Major Changes In How Parenting Orders Are Considered By The Court

Over the decades, the legislative approach to children’s arrangements set out in the Family Law Act 1975 (the Act) has been a heavily debated, vexed area of family law in the political and public domain. Family lawyers have always needed to be very careful when setting client expectations.

In the early 2000s, a raft of amendments were made to the Act which signalled a deliberate ideological shift to promoting shared parental responsibility and both parents spending equal or significant time with their children.

These changes are about to be largely wound back.

After two decades of court decisions and countless negotiated settlements, the practice of family law is now set for another big shake up. For once large swathes of words are being removed rather than inserted into the Act!

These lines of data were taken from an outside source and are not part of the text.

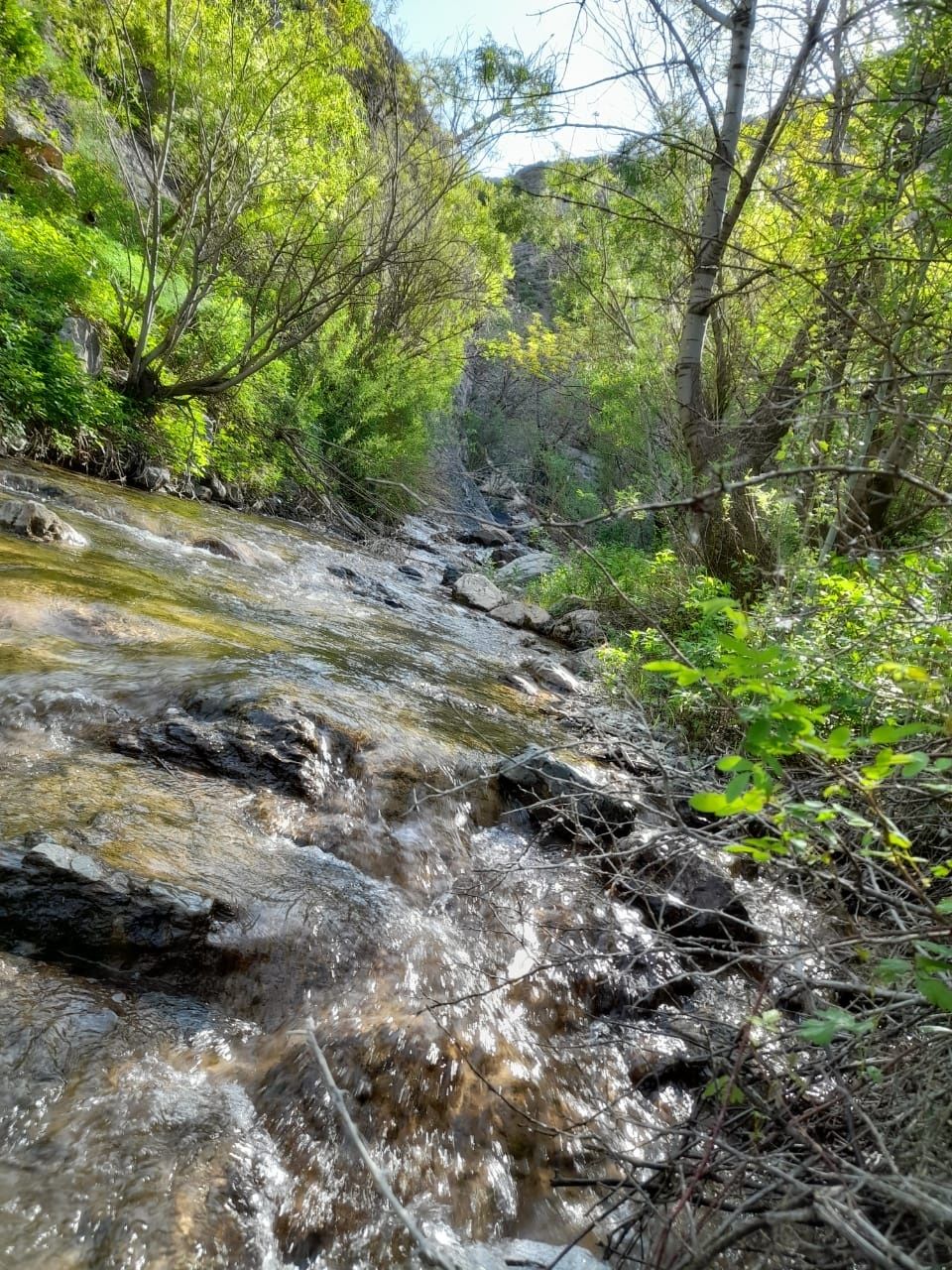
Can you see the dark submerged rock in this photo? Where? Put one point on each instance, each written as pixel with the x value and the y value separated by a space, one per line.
pixel 67 903
pixel 578 629
pixel 684 893
pixel 477 592
pixel 273 744
pixel 486 536
pixel 36 521
pixel 522 615
pixel 565 799
pixel 366 588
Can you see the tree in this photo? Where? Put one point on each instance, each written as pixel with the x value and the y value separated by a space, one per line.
pixel 285 168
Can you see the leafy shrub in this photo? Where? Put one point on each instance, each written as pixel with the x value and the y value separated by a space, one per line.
pixel 21 46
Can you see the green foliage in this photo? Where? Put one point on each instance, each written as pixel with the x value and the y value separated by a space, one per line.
pixel 21 46
pixel 358 393
pixel 841 735
pixel 46 273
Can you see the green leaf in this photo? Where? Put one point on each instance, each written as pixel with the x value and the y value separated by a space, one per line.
pixel 733 762
pixel 829 1023
pixel 916 762
pixel 889 733
pixel 711 803
pixel 937 992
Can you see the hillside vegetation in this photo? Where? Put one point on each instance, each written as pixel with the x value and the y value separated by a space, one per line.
pixel 253 213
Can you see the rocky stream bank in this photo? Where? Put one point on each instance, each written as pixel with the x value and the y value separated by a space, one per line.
pixel 255 775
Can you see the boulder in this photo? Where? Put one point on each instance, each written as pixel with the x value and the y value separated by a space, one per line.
pixel 22 483
pixel 258 743
pixel 486 535
pixel 499 485
pixel 552 675
pixel 226 548
pixel 531 1256
pixel 82 338
pixel 522 615
pixel 579 629
pixel 526 568
pixel 508 553
pixel 477 592
pixel 70 905
pixel 366 588
pixel 42 155
pixel 682 890
pixel 36 521
pixel 567 604
pixel 563 798
pixel 157 479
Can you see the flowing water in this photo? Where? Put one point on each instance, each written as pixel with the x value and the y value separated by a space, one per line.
pixel 177 1121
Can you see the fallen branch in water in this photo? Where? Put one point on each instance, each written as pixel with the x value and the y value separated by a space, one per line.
pixel 429 1255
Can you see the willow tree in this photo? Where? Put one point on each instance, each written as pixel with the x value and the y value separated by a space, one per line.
pixel 281 166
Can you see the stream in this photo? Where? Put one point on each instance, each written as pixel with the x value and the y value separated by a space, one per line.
pixel 298 735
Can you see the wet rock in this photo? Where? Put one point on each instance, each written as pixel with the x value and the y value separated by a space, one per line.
pixel 524 616
pixel 67 903
pixel 567 604
pixel 567 801
pixel 477 592
pixel 157 479
pixel 499 485
pixel 486 536
pixel 527 567
pixel 508 553
pixel 21 483
pixel 367 588
pixel 273 744
pixel 42 155
pixel 82 338
pixel 226 548
pixel 521 683
pixel 36 521
pixel 531 1255
pixel 682 890
pixel 552 675
pixel 587 665
pixel 578 629
pixel 634 980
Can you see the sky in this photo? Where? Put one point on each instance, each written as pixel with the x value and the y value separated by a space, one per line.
pixel 444 26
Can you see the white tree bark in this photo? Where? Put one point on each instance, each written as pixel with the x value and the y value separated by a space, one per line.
pixel 696 427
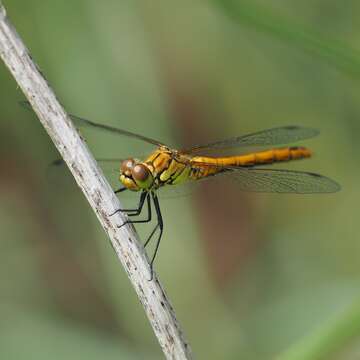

The Family Law Amendment Act 2023 will come into operation on 6 May 2024. It includes sweeping changes to the steps the court must take when deliberating on children’s living arrangements and parental responsibility. Briefly, those changes are as follows.

SIMPLIFICATION OF THE BEST INTERESTS OF THE CHILDREN FACTORS

Previously there were 16 factors that the Court had to consider when determining whether parenting arrangements were in the best interests of the children involved. That has been reduced to a manageable six factors. These factors are:

  • promoting the safety of children and their carers
  • views expressed by the child
  • the developmental needs of the child
  • the capacity of carers responsible for the child to provide for those needs
  • the benefit of the child being able to have a relationship with significant persons to the child, and
  • anything else relevant to the child.

What this means: Whilst any simplification is welcome, there are a number of matters that will also continue to be relevant to children’s orders, such as the practicalities of each parent spending time with the child given geographic or work factors and making orders which are less likely to lead to further court proceedings. However, the intention of the amendment is to allow greater focus on the best interests of a child when determining parenting arrangements.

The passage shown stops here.